Pupils told: regular sex is good for you

Teenagers should be told “an orgasm a day keeps the doctor away”, according to a new booklet produced by the NHS.

A new leaflet, entitled Pleasure, says health promotion experts focus too much on encouraging ‘safe sex’ and not enough on enjoyment.

It has been circulated to teachers, parents and youth workers.

Under the heading “an orgasm a day keeps the doctor away”, the leaflet says: “Health promotion experts advocate five portions of fruit and veg a day and 30 minutes physical activity three times a week. What about sex or masturbation twice a week?”

One of the authors of the leaflet, Steve Slack, Director of the Centre for HIV & Sexual Health at NHS Sheffield, claimed that as long as teenagers are fully informed about sex and are making their decisions free of peer pressure and as part of a caring relationship, they have as much right as an adult to a good sex life.

The booklet has been endorsed by Brook and FPA (formerly the Family Planning Association), two sexual health charities who advise the Government on its sex education policies.

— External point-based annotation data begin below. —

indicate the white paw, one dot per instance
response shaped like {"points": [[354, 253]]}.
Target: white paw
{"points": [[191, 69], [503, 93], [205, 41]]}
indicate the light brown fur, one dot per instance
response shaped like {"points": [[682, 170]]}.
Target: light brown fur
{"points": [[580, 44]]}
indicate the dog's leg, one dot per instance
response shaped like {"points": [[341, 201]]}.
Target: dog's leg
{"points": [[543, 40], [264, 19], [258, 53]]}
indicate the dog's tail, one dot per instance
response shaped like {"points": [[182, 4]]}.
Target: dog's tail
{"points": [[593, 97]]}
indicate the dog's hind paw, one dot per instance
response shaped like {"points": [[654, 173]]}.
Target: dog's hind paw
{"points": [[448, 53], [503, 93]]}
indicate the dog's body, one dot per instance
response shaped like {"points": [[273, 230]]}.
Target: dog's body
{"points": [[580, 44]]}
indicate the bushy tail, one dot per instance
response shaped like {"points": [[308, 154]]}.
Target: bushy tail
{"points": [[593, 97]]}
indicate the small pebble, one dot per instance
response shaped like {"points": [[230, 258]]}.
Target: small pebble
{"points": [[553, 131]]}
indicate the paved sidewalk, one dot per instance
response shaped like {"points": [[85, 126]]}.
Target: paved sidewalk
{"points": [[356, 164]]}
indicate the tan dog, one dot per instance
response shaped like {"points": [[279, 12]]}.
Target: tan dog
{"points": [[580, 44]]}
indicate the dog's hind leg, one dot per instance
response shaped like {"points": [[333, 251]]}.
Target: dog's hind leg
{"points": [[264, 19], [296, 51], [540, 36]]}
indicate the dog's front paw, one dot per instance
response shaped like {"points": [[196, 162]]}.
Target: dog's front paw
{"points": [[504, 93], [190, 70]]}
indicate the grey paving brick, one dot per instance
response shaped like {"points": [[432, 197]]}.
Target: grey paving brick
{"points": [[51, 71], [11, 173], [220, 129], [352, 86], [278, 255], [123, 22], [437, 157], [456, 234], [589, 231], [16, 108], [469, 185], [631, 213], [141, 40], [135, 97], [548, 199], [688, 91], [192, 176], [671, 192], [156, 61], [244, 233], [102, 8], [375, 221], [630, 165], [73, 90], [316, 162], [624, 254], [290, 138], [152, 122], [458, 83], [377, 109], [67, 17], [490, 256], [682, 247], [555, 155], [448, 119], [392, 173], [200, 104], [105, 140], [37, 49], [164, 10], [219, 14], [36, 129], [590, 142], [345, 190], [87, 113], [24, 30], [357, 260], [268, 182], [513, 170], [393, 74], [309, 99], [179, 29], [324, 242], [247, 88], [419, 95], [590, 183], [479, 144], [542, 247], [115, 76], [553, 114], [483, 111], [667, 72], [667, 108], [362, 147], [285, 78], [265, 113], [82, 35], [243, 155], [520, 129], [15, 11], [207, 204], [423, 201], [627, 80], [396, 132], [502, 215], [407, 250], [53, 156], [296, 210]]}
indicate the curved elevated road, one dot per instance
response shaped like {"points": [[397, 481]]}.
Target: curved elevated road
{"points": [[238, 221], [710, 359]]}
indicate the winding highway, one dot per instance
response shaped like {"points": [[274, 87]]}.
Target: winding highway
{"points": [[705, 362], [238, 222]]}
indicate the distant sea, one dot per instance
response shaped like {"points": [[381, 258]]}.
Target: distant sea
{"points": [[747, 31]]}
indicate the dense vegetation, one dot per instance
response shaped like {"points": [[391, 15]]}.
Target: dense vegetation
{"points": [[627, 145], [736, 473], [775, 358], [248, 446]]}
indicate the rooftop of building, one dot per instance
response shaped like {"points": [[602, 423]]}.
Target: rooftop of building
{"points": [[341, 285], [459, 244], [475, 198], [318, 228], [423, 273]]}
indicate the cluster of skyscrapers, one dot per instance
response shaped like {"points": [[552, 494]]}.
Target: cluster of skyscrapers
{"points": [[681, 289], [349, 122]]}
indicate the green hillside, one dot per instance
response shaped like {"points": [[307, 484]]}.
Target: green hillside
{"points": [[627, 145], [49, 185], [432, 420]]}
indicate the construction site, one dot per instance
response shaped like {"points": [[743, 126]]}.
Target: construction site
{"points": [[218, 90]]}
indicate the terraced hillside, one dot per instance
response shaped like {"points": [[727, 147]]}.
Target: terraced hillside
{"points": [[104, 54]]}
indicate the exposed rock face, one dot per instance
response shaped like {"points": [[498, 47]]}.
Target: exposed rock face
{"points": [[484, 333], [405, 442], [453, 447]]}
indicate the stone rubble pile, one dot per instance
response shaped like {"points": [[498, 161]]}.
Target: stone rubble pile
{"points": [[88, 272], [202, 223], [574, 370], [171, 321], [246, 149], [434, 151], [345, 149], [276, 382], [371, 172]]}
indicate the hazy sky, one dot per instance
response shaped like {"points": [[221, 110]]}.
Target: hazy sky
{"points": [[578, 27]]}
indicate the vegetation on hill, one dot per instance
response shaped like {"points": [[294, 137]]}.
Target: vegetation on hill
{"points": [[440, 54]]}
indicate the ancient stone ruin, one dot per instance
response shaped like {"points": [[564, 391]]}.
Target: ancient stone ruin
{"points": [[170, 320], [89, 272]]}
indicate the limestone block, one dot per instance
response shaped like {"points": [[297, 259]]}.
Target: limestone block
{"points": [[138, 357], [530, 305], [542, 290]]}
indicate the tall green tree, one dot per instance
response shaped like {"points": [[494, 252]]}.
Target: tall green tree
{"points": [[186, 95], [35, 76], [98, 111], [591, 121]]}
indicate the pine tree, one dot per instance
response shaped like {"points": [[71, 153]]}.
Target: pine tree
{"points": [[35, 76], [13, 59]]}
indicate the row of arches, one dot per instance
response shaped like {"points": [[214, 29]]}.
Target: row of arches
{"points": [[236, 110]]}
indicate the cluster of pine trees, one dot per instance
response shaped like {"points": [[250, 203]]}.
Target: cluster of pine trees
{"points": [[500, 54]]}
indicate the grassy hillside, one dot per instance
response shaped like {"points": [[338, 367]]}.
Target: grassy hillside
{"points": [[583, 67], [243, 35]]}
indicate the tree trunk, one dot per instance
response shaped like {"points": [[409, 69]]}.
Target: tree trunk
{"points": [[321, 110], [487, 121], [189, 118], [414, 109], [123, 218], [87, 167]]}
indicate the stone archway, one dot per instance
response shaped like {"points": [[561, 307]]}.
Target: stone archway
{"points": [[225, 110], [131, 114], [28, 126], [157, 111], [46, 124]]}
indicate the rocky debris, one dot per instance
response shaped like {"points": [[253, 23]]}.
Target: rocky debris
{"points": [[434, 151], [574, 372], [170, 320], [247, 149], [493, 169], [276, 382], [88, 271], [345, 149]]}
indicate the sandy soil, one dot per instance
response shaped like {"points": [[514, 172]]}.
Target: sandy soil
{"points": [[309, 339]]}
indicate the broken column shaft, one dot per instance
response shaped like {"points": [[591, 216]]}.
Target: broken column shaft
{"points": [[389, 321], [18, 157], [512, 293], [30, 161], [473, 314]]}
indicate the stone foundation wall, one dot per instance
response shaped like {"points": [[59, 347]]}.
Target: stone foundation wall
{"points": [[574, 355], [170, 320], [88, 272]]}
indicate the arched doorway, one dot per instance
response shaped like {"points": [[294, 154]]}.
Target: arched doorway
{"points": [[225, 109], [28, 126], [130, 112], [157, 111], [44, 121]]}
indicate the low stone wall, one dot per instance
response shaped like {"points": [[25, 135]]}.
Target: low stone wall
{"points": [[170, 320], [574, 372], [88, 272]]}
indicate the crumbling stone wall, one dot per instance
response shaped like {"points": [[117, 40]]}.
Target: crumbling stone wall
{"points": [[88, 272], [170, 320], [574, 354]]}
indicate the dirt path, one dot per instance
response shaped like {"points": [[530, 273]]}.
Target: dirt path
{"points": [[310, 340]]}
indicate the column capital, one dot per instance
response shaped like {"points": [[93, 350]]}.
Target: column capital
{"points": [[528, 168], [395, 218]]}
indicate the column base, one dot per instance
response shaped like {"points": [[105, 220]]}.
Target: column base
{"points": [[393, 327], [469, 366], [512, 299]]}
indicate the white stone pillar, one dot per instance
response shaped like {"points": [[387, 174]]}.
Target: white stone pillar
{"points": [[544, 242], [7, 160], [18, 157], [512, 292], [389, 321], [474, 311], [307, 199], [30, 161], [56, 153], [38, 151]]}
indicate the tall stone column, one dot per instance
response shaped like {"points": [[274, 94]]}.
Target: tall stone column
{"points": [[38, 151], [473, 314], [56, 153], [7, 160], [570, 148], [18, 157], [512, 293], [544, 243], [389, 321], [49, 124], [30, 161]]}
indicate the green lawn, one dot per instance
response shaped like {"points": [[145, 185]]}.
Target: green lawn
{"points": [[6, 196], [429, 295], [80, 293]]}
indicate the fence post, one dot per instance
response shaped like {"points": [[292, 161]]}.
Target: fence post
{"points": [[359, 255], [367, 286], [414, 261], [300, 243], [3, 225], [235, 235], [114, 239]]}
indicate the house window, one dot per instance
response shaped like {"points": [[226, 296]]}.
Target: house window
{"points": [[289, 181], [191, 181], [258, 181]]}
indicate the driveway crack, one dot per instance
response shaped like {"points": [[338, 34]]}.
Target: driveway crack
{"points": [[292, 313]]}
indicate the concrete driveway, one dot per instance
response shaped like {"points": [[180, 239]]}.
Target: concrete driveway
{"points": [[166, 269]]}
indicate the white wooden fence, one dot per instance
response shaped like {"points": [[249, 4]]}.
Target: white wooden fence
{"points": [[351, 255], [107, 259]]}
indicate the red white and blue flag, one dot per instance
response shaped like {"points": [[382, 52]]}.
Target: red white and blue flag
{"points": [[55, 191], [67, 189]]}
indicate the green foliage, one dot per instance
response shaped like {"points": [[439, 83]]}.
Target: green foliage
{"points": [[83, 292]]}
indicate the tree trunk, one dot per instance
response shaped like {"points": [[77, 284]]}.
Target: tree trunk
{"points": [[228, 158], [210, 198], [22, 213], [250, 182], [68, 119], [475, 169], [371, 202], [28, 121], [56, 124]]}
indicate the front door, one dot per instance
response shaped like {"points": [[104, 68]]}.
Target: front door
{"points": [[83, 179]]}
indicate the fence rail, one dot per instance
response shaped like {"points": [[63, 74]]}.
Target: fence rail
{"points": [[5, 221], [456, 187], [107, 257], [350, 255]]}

But family campaigner Dr Trevor Stammers said the leaflet would encourage ‘risky’ behaviour and an increase in sexually transmitted diseases.

“It is unbelievable that this is being sent to schools”, he said.

“I’d like to know what scientific evidence there is to back this up. There are an awful lot of overpaid and under-occupied health promotion officers around who are obsessed with sex.”

He added: “If the NHS wants to promote a healthy heart, as it says it does in this leaflet, it should put the money into reducing smoking and alcohol”.

“Underage sex is as dangerous as underage drink and usually leads to sexual ill-health”, he continued.

Last week it emerged that a £6 million project aimed at reducing teenage pregnancy had actually increased conceptions among the girls involved.

The failed project, which involved giving teenagers information about sex and providing free condoms, led to calls for the Government to scrap its policy of tackling the problem of underage sexual activity with increasing levels of sex education.

Columnist Yasmin Alibhai-Brown wrote: “By any reckoning, it is a monumental failure. Yet I predict that all those on the Left will yet again insist that only more sex education will help free these young women.

“They will insist that only this can free them from the fate that otherwise awaits them, repeating the cycle of teen parenthood through future generations.

“But how can this be right? It makes no sense to me at all, repeating a prescription that is manifestly failing.”